Hell, why didn't I think about this before? 10 lingots to whomever posts the first link.
Check this one, too
http://books.house/russkiy-yazyik/sistema-skloneniya-nelichnyih-mestoimeniy-35453.html
Apparently, В instead of Г was used from about XV - XVI century onwards.
This book has it, too. Look at the chapter about the history of the pronouns and scroll down a bit (initially, Old East Slavic only had 1st and 2nd person pronouns).
Here is an article of some relevance (although certainly not what you are looking for - no need for lingots ;-) ), which describes the differences between the Church Slavonic language (which would be the Slavic analogue of Biblical Hebrew) and modern languages: https://en.wikipedia.org/wiki/Church_Slavonic_language
Check the last entry for Standard Russian.
Btw, a lingot for your correct use of "whomever", it is something Duolingo can't wrap it's head around (or extract it from a certain orifice).

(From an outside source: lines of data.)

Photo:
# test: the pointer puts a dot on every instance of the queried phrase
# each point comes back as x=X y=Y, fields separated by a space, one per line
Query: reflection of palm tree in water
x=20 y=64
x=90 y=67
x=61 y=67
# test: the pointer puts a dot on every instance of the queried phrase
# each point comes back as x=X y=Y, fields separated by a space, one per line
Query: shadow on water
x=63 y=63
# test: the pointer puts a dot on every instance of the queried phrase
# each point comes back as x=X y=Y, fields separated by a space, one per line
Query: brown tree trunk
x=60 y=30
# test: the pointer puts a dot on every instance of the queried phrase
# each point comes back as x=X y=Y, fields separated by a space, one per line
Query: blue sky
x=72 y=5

It is from a much older version of Russian. I think, it was still Г in Old East Slavic and in Church Slavonic. In high style the pronunciation ого/его was still OK in the 18th century.
And Г did not alwasys mean a velar stop: in the southern dialects the sound changed into a voiced velar fricative ɣ (which is why Harry Potter is Гарри Поттер; some foreign names have a legacy transliteration inherited from times when it still made sense).
1100
My first guess translating this was backwards.

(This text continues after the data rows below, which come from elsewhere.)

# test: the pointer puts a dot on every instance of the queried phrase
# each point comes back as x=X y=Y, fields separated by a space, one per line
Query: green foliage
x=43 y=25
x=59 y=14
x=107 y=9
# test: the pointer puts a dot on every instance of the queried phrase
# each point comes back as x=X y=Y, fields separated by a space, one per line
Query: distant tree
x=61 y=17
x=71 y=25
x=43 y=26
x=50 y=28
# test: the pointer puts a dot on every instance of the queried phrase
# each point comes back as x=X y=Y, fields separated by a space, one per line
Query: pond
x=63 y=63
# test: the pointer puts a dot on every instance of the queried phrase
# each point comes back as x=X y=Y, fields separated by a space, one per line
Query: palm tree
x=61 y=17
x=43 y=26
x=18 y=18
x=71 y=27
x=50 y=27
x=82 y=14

Как сказать "I need that for five weeks"?
A more-or-less literal translation would be "Мне это нужно на пять недель". Note that we do not use "that" in this position that often, so IRL you would replace it with он/она/оно depending on what "that" is and rephrase things a bit.
НА + Accusative is used for some "temporary" time spans, when something is/was/will be valid for some time but then will return to "as usual".
- Я уеду на неделю. → means that you'll leave and are going to be away for a week.
- Не кладите бананы в холодильник более, чем на день или два. ~ Do not put bananas into the fridge for more than a day or two.
- Она задержалась на шесть месяцев. ~ She had a six month long delay (i.e. something delayed her doing something for 6 months)
- Мы сняли квартиру на полтора месяца. = We rented an apartment for a month and a half.
Note that usually the verb you use expresses the action that puts things in this state—the state that will hold for the amount of time specified. For example if you want the window to stay open for 10 minutes, you ask someone to "open it for 10 minutes".
Нужно/надо do not quite fit the scheme but still work. If you mean a phrase someone might say to borrow something for a while, a more common way would be to ask for a permission to "take" something for 5 weeks. Stating that you need something for some time is possible but I cannot easily think of a context where you'd have to use that.
If you said "нужны", nobody would blink, but a native would most likely use "нужно": five weeks here are treated as a single quantity, a measure of a single time span. It's hard for me to explain this coherently, but if you said "нужны", that would "break" that time period into its constituent parts.
I think this is not dissimilar to how many English speakers would say "Five apples costs (not cost!) two dollars" - they would treat them as a single unit. Curiously, this actually sounds wrong to me (not a native English speaker), and I would use "cost". Perhaps "нужно/нужны" is a similar thing.